Das etwas andere Lebenselixier
DAS KINO / BERGFILMFESTIVAL / „TAGAUS, TAGEIN“
28/11/11 „Der Mensch braucht Bewegung“, behauptet Thresl Handl, Protagonistin des neuen Films von Richard Rossmann. Mit „Tagaus, tagein“ kreierte der Salzburger Filmermacher, der zwischen Salzburg und Berlin pendelt, ein sensibles Porträt seiner „Omami“. Premiere war am Sonntag (27.11.) beim Bergfilmfestival.
Von Ana Bilandzija
Sanft eingehüllt vom steinernen Meer, den von ihr so sehr geliebten Bergen, lebt und arbeitet die mittlerweile 99 Jahre alte Thresl Handl am Harhamhof, Tag für Tag, Jahr für Jahr. Seit dem Tod ihres Mannes im Jahre 1958 hält sie auf dem Bauernhof mit Gastwirtschaft in Harham den Betrieb aufrecht. Als selbstverständlich betrachtet sie es, auch schwere Arbeiten ohne fremde Hilfe zu bewältigen, im Sommer wie im Winter.
Dennoch ist Thresl nicht allein, immer wieder besuchen sie Stammgäste und Freunde, die sich an kräftigem Schnaps, ihren Kasnocken und heiteren Gesprächen erfreuen. Solche Tage bereiten auch ihr willkommene Abwechslung. Ihre Heimat wollte sie nicht verlassen, zu sehr liebt sie ihre Umgebung und zu gering ist das Bedürfnis nach städtischem Hochbetrieb mit zu viel Fremdem und zu wenig Bergen.
Nahezu collagenartig wird Thresls Alltag eingefangen, unterbrochen von Gesprächen mit deren Kindern und ihrer Schwester. Simple, aber höchst eindrucksvollen Sequenzen zeigen das ausdrucksstarke Gesicht seiner Großmutter minutenlang ohne sonstige Handlungen oder Worte; man fühlt hierbei regelrecht die gedehnte Zeit, die Thresl so manches Mal im Alltag verspürt. Ebenso wird der Film von Aufnahmen ihrer Hände geprägt, entweder auf ihrem Schoß ruhend, oder typische Arbeiten am Hof verrichtend. Diese länger anhaltenden Nahaufnahmen lassen noch stärker die gefühls- und arbeitsintensive Lebensgeschichte der Thresl Handl bewusst werden.
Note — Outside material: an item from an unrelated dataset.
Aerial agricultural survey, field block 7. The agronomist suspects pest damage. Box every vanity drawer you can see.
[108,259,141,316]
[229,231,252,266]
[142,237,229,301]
Mit solchen Stilmitteln rundet Richard Rossmann das Porträt seiner Großmutter zu einer einfachen, aber sehr ansprechenden Art des Dokumentarfilms ab.
Thresl symbolisiert nicht nur enorme Stärke und Willenskraft einer Frau, die aus einer eher patriarchalischen Generation stammt. Ebenso zeigt sie, dass das Alter kein Fluch ist, wie modernere Entwicklungen uns immer wieder glauben lassen möchten. Diese Frau hat vermutlich mehr Vitalität und Humor als viele jüngere Menschen, und trotz ihres so hohen Alters weiß sie scheinbar kleine Dinge immer noch zu schätzen, wie einen sonnigen Tag oder den Ausblick auf die Berge. Trotzdem scheut sie sich nicht davor, von ihrem persönlichen Bezug zum Alter und zum Tod zu sprechen.
Das besondere Wesen der Thresl Handl, gepaart mit der Inszenierung ihres Alltags und den dazugehörigen Stimmen und Perspektiven, bildet das interessante sowie rührende Porträt einer außergewöhnlichen Frau, die in vielen Hinsichten dem Vorbild eines starken, autonomen und gleichzeitig liebevollen, herzlichen Menschen entspricht.